Sam vit ce dernier s'étrangler, et ses yeux dardés se déformer subtilement en se voilant d'une espèce d'effroi violent. Le cadet de la fratrie ne changea ni d'expression ni d'attitude, continuant de fixer son frère avec détermination, et devant son air grave et sérieux, Dean finit par répondre, la voix nouée et les muscles de son cou contractés à l'extrême :
- Qu'est-ce que... tu as dit ?
- Allez, arrête ton cinéma, persista-t-il sans se démonter. Pas avec moi, ok ? Je ne suis ni sourd ni aveugle, j'ai remarqué des choses, moi aussi, et à ton refus de me répondre j'ai bien compris que c'est envers moi, que tu éprouves quelque chose. On est dans la même situation, tous les deux, alors sors la tête du sable, pour une fois, et reconnais-le !
Une terreur irraisonnée s'empara de Dean, qui sentit de minuscules gouttelettes de sueur éclore à la base de chacun de ses cheveux. Son cœur s'emballa, et malgré son envie criante de nier farouchement les allégations de son frère, il resta pétrifié de honte d'avoir pu être pris en faute. Où ? Quand Sam avait-il compris ? Sa crainte d'être confronté par le détail à ce qu'il savait être exact le retint ainsi de mettre son cadet au défi de prouver ses dires, et bien qu'il se sentit lourdement accablé d'entendre de sa bouche la traduction authentique des émotions qu'il s'efforçait de combattre, il rassembla ses forces pour rester digne et garder une contenance.
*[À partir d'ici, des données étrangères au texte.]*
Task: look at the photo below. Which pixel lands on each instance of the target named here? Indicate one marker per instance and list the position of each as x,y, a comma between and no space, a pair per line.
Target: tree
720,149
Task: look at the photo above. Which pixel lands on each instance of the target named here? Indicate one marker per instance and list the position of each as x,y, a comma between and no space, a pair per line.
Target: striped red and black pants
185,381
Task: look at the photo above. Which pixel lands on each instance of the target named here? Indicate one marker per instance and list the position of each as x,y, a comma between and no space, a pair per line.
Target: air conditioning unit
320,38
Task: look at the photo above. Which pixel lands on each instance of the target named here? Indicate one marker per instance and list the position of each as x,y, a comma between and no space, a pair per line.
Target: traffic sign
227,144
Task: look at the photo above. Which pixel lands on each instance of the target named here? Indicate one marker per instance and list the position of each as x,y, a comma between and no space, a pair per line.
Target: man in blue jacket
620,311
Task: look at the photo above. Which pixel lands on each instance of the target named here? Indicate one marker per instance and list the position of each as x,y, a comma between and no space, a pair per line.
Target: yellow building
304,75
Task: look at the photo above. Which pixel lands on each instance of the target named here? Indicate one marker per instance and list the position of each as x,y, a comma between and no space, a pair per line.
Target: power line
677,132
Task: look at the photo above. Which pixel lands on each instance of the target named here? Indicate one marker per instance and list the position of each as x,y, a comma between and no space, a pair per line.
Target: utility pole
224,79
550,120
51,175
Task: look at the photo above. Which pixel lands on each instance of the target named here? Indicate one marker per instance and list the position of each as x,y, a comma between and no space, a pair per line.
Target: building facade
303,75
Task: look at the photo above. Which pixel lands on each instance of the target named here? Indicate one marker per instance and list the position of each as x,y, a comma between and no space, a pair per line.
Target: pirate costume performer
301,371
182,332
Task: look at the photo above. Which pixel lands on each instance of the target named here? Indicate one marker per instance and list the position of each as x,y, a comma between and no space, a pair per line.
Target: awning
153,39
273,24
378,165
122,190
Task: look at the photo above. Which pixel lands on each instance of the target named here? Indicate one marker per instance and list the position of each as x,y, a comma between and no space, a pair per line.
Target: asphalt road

- Je n'aurai pas cette discussion avec toi, cracha-t-il en un avertissement impérieux, les yeux exorbités. T'as bien entendu ? Pas question.
C'était une forme d'aveu, mais Sam n'y puisa aucun réconfort. Il était là, le risque de cassure, au moment où ni l'un ni l'autre ne pourrait plus faire semblant, au moment où chacun devrait admettre devant l'autre la réalité du problème, au-delà de la honte ou des questionnements de toutes sortes, et ce moment était venu.
- Ok, fit Sam en hochant la tête de dépit, le regard navré. Fais l'autruche, si ça te chante. Après tout c'est ton truc.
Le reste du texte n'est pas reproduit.